Estamos muito perto dos empregadores, ouvimo-los e sabemos o que os preocupa. Levamos isso em consideração na definição dos nossos planos de estudo. Podemos ajudá-los a contratar as pessoas com as skills que pretendem, mas também a reconverter ou melhorar os quadros que já possuem e fazê-lo em horário pós-laboral.

Hoje ter uma licenciatura ou um mestrado é essencial, mas não é suficiente para se ter sucesso ou obter uma remuneração interessante no mercado de trabalho. Há que ser multidisciplinar, possuir soft e hard skills, saber comunicar e integrar-se socialmente. Ora, o ISEP tem uma enorme flexibilidade e variedade de oferta quando comparada com outras escolas de engenharia nacionais. É uma escola de ‘banda larga’. Temos de explorar esses elementos diferenciadores na nossa proposta de valor para os estudantes e, a jusante, para os empregadores.

O ISEP tem que combater o abandono e o insucesso escolar, pois há muitos estudantes que não terminam os seus cursos. A melhor forma de combater esta situação é assegurar que os estudantes sentem que se terminarem os seus estudos a sua situação profissional será melhor do que se os interromperem. Há um trabalho relevante a ser feito em relação a este tema, que, se bem-sucedido, poderá melhorar a vida dos estudantes e a posição da Escola. Para isto, uma colaboração ativa com a Associação de Estudantes é essencial.

  • Por último, mas não menos importante, quer deixar algumas palavras sobre a sua equipa?

Para além da evidência de que ninguém consegue nada sozinho, eu sou uma crente de que várias pessoas juntas e alinhadas valem mais do que a soma das partes. Por isso, a constituição da equipa foi a minha primeira e mais importante tarefa quando me decidi candidatar à liderança do ISEP.

A capacidade da equipa ditará sempre as escolhas, as decisões e a execução, pelo que tive todo o cuidado na escolha dos elementos, que em boa hora aceitaram acompanhar-me.

Realço que no ISEP existem muitas pessoas qualificadas para fazerem parte de uma Presidência bem-sucedida, sendo a escolha sempre difícil, principalmente com um número limitado de cargos para atribuir. Há que fazer escolhas e elas têm sempre subjetividade. 

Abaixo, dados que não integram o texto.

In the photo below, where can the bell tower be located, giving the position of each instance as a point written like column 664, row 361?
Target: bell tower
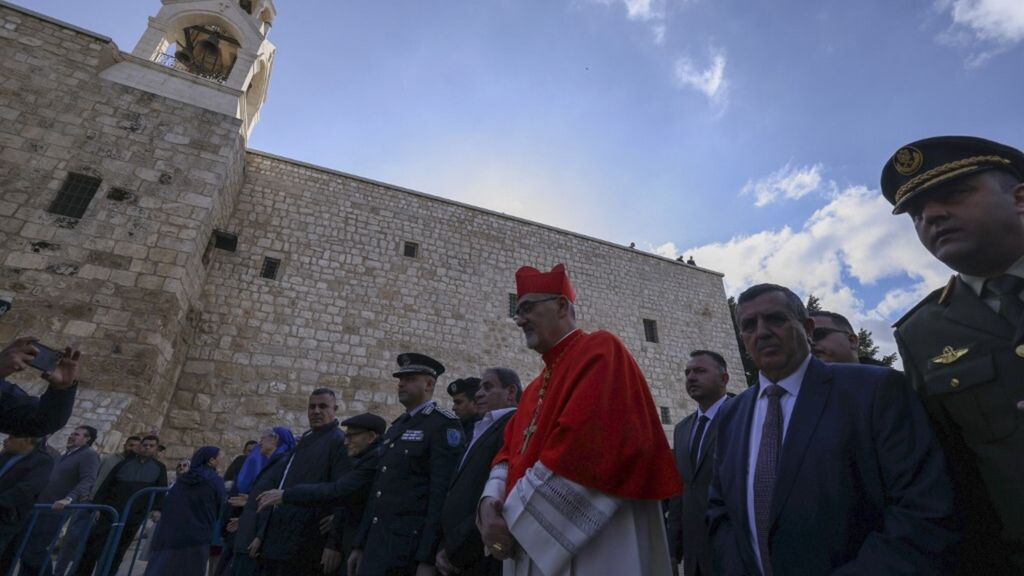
column 211, row 53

As pessoas que convidei para a minha equipa cumprem critérios que para mim são essenciais:

  • Todos têm a convicção de que os interesses da Escola, como um todo, são mais importantes do que qualquer uma das suas partes, e, por isso, irão atuar de forma agregadora e livre;
  • Todos têm uma ética profissional elevada;
  • Todos têm demonstrado grande competência na gestão da Escola, em diferentes cargos, com diferentes responsabilidades, ao longo dos últimos 10 anos;
  • Todos se complementam na capacidade para enfrentar os desafios internos e externos que nos afetam;
  • Todos são jogadores de equipa, com a consciência que temos de nos entreajudar para além das responsabilidades específicas de cada um;
  • Todos são auto motivados, têm uma energia fantástica e uma vontade de servir o coletivo, o que é muito importante, pois a exigência do cargo e o sacrifício da vida pessoal são enormes;
  • Todos complementam as minhas limitações, normais quando se tem de lidar com tantos e tão diversos dossiers.

Por último, existe empatia entre todos, que é para mim o ‘cimento’ de qualquer relação coletiva de sucesso. Não tenho qualquer dúvida que esta equipa poderá servir o ISEP e cumprir o programa que nos propomos implementar de forma extraordinária.